The cell tower near Godfrey Road is the subject of an application by T-Mobile North LLC to bring their services to our area by adding onto an existing monopine that was constructed by a different company, American Tower. T-Mobile has submitted an application to the VT Public Utilities Commission (PUC) for the necessary certificate of public good (CPG) to add fifteen feet to the top of the monopine. This will carry six new antennas. Three antennas will be 8 ft high by 2 ft wide, three will be 6 ft 4 inches by 11 inches. This is essentially a similar dimension to the existing antennas.

Approximate location of the cell tower in question, near the I-91 corridor

They also propose to install six new reverse radio heads that will be placed behind the antennas and thus not visible. Reverse radio heads are part of the apparatus that runs cellular communication, and mounting them on the tower saves space on the ground. They are connected to equipment on the ground, the so-called base station, by a fiber optic cable.
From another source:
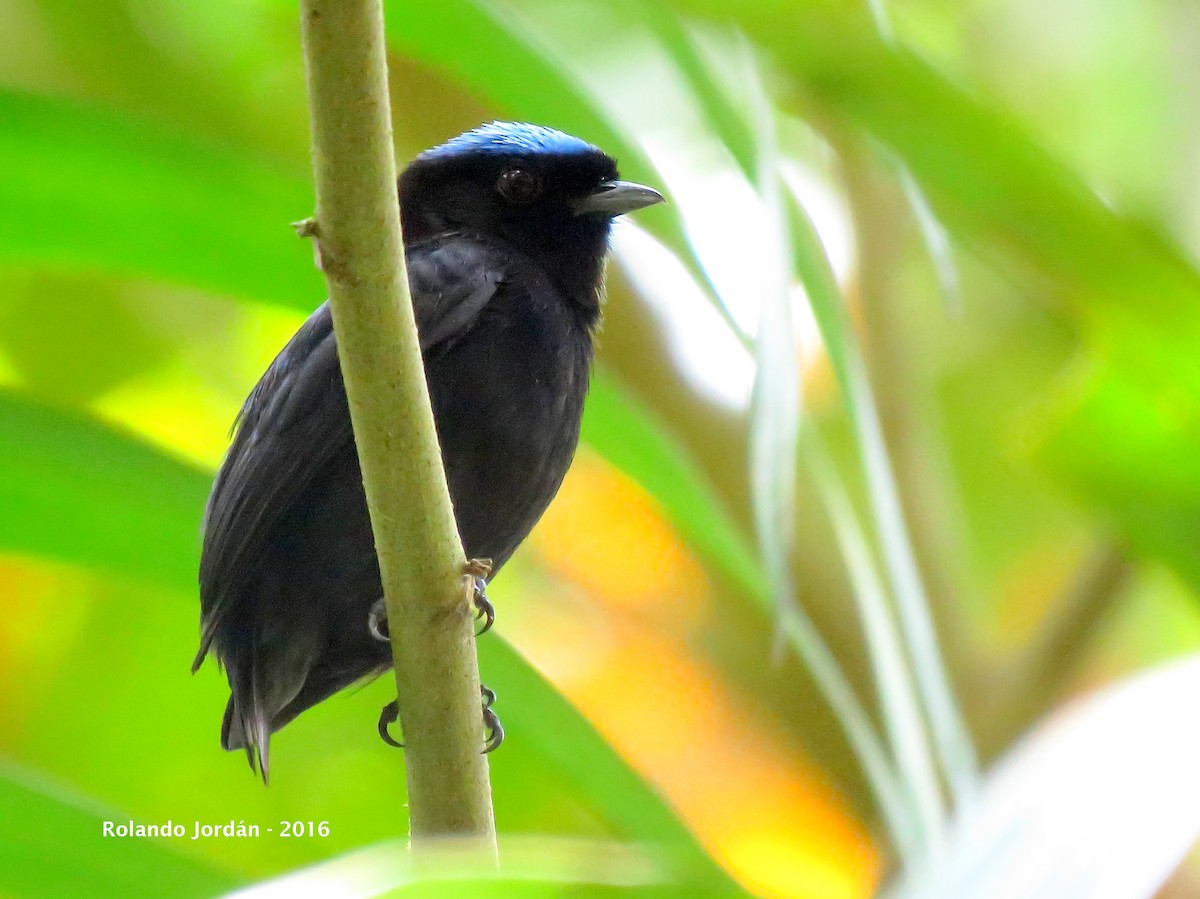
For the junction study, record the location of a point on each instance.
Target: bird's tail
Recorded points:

Diagram of the monopine. The proposed height addition and new antennas are highlighted in turquoise.

The base stations for the new antennas will be built inside the existing compound at the base of the tower. No new soil disturbance or vegetation clearing will take place. T-Mobile will rent a 15 ft by 10 ft space from the tower owners, where they will build three equipment cabinets. These will house signal transceivers, a router, rectifiers to provide direct current, and a backup power source.

The 15’ by 10’ “base station” in red, will not extend outside of the existing tower compound.`

The Telecommunications Act of 1996 states that towns may not “effectively prohibit” wireless service by excluding towers through regulations that govern land use, for instance municipal zoning bylaws. However, the application process for installing or adding to a tower does allow for public input. Tower applications have even, on rare occasion, been successfully denied, but the legal process is long and costly. In the case of the Quail John tower, the abutting neighbors, the Town Clerk, and the Selectboard all received the Advance Notice “in support of a proposed modification to a wireless Telecommunications facility at 1112 Quail John Road” in May of this year.
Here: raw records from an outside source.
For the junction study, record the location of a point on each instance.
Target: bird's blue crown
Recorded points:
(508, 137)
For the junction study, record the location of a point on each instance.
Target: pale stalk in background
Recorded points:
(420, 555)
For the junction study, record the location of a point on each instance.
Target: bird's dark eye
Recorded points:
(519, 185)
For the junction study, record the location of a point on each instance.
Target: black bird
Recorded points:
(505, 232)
The law allows that a public meeting with the applicant may be held “within the 60-day period before filing an application for a certificate of public good” so that public concerns may be aired. In a communication on September 22nd, T-Mobile noted that “while there were comments from the VT Agency of Natural Resources (concerning a deer wintering area), no other party which received an advanced notice of the project raised any concerns or objections to the project during the sixty day advanced notice timeframe.”

While disguising cell towers as trees seems like a clever idea, there is a drawback. Those fake pine needles are plastic, and plastic degrades and becomes brittle in sunlight.

Fallen foliage: a monopine on I-89 in New Hampshire that has shed most of its plastic needles and branches into the environment

A publication by the Environmental Health Trust described an area under a monopine that was covered in “an enormous debris field comprised of many pounds of fallen PVC plastic faux pine branches.”  A legal brief in a court case in the Lake Tahoe region also noted the “massive quantities of faux PVC branches and PVC pine needles that will adorn Verizon’s metallurgical monstrosity… just waiting to break off of the monopine in the next major windstorm or snowstorm, and thereafter, fly down into a widely-dispersed debris field below the tower.”  It doesn’t stop with a debris field; plastic continues to degrade into microplastic, minute particles that are washed into streams, rivers, and eventually the ocean. Microplastic is also ingested by small creatures and incorporated into the food chain.

However, unless the Town wishes to challenge the plastic-clad addition to the Quail John tower by a legal maneuver — intervening in a hearing before the PUC — the fifteen-foot growth spurt is a done deal.